12

El incorregible Tas

—¡Alterar el tiempo! —vociferó Tas con su proverbial entusiasmo, encaramándose a la tapia del jardín y saltando en medio de un macizo de flores, uno de los muchos que embellecían el sagrado recinto del Templo.

Había en el vergel varios clérigos que, en pequeños grupos, comentaban la algazara que presidiría las próximas Fiestas de Invierno. Remiso a interrumpir sus conversaciones, el kender obró de acuerdo con los cánones de la más estricta cortesía: se estiró entre las flores hasta que los paseantes se hubieron alejado, pese a que al hacerlo, empolvó sus vistosos calzones azules.

Se le antojó agradable tumbarse junto a las rosas rojas, llamadas Hiemis por ser éste el término que designaba la estación invernal, única en la que crecían. La temperatura era cálida, demasiado al decir de los habitantes de Istar. Tasslehoff sonrió socarrón, mientras recapacitaba que los humanos no sabían lo que querían. Si hiciera frío, como correspondía a esta época del año, también se lamentarían. Normal o no, la brisa tibia resultaba deliciosa. Quizá se hacía un poco difícil respirar a causa de la humedad, pero en la vida no se puede tener todo.

Escuchó interesado a los clérigos que por allí pasaban y resolvió que las Fiestas debían de ser tan espléndidas, que consideraría la posibilidad de asistir.
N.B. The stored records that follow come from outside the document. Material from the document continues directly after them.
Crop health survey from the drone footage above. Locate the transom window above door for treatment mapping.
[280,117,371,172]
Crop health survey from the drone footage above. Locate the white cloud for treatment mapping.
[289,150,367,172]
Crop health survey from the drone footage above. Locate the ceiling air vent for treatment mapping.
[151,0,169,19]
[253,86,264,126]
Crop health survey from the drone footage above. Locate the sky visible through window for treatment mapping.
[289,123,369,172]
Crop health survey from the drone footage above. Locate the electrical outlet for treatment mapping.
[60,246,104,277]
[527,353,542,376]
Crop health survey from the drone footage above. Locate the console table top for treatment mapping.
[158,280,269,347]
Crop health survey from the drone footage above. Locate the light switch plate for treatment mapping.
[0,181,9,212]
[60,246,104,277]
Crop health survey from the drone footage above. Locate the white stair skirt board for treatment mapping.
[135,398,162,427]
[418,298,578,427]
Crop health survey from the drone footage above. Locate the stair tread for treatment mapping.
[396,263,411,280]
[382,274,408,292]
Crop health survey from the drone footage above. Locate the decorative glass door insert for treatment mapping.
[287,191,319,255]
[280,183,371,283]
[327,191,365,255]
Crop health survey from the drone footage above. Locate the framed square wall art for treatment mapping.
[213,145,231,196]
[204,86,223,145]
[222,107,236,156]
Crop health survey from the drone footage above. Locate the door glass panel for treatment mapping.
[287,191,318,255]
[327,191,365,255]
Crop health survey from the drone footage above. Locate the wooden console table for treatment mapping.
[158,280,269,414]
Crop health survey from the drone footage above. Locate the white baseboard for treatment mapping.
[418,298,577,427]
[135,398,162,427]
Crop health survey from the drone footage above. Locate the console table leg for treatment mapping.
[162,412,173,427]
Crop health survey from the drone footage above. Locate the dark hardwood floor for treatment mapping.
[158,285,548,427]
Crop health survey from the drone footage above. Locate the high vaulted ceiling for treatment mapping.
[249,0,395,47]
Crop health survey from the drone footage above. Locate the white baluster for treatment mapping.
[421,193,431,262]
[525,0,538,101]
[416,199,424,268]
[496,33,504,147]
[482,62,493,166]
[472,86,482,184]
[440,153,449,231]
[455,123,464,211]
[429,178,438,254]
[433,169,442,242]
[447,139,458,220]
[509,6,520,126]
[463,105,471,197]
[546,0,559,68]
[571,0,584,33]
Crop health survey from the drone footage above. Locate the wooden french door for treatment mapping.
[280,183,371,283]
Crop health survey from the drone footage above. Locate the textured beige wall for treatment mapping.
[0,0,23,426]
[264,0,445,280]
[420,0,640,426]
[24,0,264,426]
Aquélla misma noche se celebraría la inaugural, si bien terminaría temprano ya que todos necesitarían dormir, prepararse para los grandes acontecimientos que se iniciarían al alba del día siguiente y se prolongarían durante algunos días. Era ésta la última manifestación de júbilo popular antes de que se instalaran los hielos y los crudos vientos invernales.

«Quizás acuda al acto de hoy», pensó. Había imaginado que una conmemoración organizada en el Templo había de ser solemne, magna pero, también, tediosa, al menos desde su perspectiva de kender. Pero tal como la describían los sacerdotes parecía prometedora.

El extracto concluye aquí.